# RESULTS — moe100m-physics tiny-BPE

## Model (from scratch)
- Qwen3-MoE: d_model=640, n_layers=14, GQA 10q/2kv hd64, partial-RoPE 32, 8 routed + 1 shared
  SwiGLU experts, top-2, aux-loss-free sigmoid-bias router, tied embeds, fp32 router, Liger fused-CE.
- ACTIVE = 92.83M, TOTAL = 246.18M.
- Tokenizer: custom 512-token ByteLevel-BPE (sim-only). median ~86.6k tokens/scene.
- ckpt_best_path | ckpts/best.pt |

## Training
- Data: AlexWortega/physics-scenarios-packed, 24 trained types interleaved; frame descriptions
  reduced to {in motion, settling, at rest}. batch 8 x seq 1024, Muon+AdamW, cosine, fp16 + fp32 router.
- Eval loss: 6.24 (init) -> ~1.70 (plateaued from ~step 7000). best ckpt eval 1.704.

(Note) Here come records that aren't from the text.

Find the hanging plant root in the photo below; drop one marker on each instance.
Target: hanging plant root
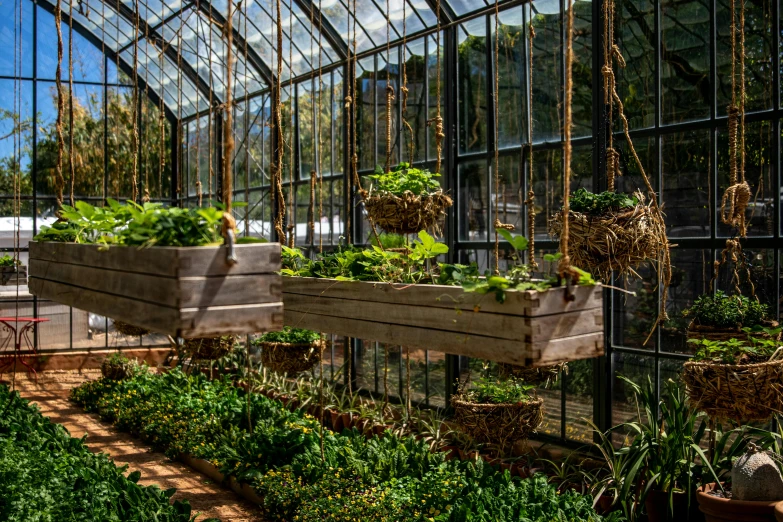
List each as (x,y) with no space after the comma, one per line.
(407,214)
(129,329)
(614,242)
(499,424)
(531,375)
(742,393)
(712,333)
(209,348)
(291,359)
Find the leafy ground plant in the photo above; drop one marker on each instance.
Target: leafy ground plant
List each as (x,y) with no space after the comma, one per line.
(45,475)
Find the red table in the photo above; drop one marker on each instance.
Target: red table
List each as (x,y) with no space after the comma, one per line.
(18,329)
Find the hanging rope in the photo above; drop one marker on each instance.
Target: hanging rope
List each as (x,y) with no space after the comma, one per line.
(277,170)
(530,202)
(437,121)
(735,199)
(71,159)
(59,181)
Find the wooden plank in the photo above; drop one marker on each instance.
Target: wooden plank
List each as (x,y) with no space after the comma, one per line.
(188,292)
(452,297)
(474,323)
(501,350)
(163,261)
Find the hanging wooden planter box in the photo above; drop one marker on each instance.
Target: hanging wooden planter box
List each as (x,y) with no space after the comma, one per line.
(179,291)
(530,328)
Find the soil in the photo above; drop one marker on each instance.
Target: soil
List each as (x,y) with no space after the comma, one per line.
(211,500)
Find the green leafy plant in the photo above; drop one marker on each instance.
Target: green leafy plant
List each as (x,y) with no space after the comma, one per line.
(720,310)
(585,202)
(289,335)
(404,178)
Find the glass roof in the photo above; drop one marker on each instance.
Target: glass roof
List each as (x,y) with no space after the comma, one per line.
(194,28)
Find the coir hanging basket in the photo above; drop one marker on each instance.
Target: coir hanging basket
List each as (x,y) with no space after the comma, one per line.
(613,242)
(529,374)
(406,214)
(129,329)
(739,392)
(289,358)
(714,333)
(209,348)
(499,424)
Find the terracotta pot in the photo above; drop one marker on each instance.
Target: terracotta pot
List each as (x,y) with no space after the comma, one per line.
(717,509)
(657,505)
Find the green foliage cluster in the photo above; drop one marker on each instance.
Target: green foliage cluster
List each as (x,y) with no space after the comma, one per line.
(8,260)
(289,335)
(720,310)
(498,391)
(45,475)
(662,450)
(132,224)
(404,178)
(738,351)
(585,202)
(381,479)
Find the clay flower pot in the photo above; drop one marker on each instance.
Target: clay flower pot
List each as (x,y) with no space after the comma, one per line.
(718,509)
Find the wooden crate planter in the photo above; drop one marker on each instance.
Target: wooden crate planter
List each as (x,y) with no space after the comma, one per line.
(530,328)
(179,291)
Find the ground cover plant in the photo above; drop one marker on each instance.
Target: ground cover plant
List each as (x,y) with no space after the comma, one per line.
(279,452)
(46,475)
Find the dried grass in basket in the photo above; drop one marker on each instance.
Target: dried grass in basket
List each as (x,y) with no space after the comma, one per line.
(289,358)
(209,348)
(617,241)
(499,424)
(129,329)
(531,375)
(713,333)
(406,214)
(739,392)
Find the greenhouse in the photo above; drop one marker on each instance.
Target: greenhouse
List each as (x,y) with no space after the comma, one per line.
(391,260)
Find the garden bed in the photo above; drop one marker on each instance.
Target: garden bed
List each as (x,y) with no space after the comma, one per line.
(530,328)
(179,291)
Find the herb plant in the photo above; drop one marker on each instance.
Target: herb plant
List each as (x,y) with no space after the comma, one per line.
(727,311)
(405,178)
(585,202)
(289,335)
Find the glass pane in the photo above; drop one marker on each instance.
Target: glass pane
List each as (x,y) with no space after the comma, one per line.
(687,177)
(685,60)
(472,81)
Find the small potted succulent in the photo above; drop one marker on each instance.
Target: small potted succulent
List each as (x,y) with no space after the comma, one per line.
(737,379)
(290,351)
(498,412)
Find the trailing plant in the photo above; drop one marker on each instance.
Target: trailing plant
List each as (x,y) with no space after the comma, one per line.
(586,202)
(288,335)
(720,310)
(46,475)
(738,351)
(404,178)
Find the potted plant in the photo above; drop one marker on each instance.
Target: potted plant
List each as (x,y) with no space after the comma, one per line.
(290,351)
(497,412)
(721,317)
(737,379)
(405,200)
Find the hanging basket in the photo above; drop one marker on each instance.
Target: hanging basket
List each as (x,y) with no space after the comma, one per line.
(406,214)
(739,392)
(117,369)
(613,242)
(209,348)
(500,424)
(531,375)
(291,359)
(129,329)
(713,333)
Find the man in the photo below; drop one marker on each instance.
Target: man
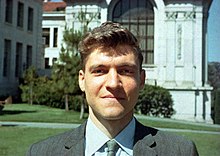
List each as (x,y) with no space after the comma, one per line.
(111,78)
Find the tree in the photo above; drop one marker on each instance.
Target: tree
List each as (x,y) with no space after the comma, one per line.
(30,77)
(65,74)
(214,74)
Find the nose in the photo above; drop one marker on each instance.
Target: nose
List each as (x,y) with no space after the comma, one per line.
(113,80)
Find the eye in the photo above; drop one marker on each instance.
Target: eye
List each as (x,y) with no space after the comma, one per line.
(126,71)
(99,72)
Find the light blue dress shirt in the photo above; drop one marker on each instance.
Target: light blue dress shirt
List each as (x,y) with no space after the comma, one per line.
(96,139)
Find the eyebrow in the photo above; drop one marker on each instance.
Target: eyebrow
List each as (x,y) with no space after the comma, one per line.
(121,65)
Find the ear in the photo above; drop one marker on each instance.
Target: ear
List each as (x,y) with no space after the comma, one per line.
(142,79)
(81,80)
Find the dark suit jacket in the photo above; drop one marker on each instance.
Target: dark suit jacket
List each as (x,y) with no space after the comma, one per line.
(147,142)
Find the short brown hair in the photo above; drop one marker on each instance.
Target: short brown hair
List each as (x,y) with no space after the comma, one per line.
(108,35)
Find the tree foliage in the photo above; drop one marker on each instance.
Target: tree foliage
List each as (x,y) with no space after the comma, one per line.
(214,74)
(156,101)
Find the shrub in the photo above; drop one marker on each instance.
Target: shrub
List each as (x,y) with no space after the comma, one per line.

## Eval — Pymunk position error (% of scene diagonal), greedy autoregressive rollout
| set | @15f | note |
|---|---|---|
| trained (all 30)        | 6.89% | includes large scenes that overflow 1024 ctx |
| held-out (all)          | 5.88% | |
| trained, fittable (<=12 obj) | 2.03% | fair vs baseline |
| held-out, fittable      | 2.48% | |
| LFM2-350M baseline      | 0.38% trained / 0.93% held-out | 350M, 8192 ctx, bf16 |

Model produces well-formed physics frames (Frame N: obj_i: pos/vel); ~3-5x less precise than the
larger 8192-ctx LFM2 baseline. orbit @80f ~1.0-1.2%.

## Stability note
Training diverged reproducibly at ~140M tokens (a toxic explosive-batch cluster at that data offset,
independent of LR). Best clean checkpoint (eval 1.704) is the deliverable. See POSTMORTEM.md.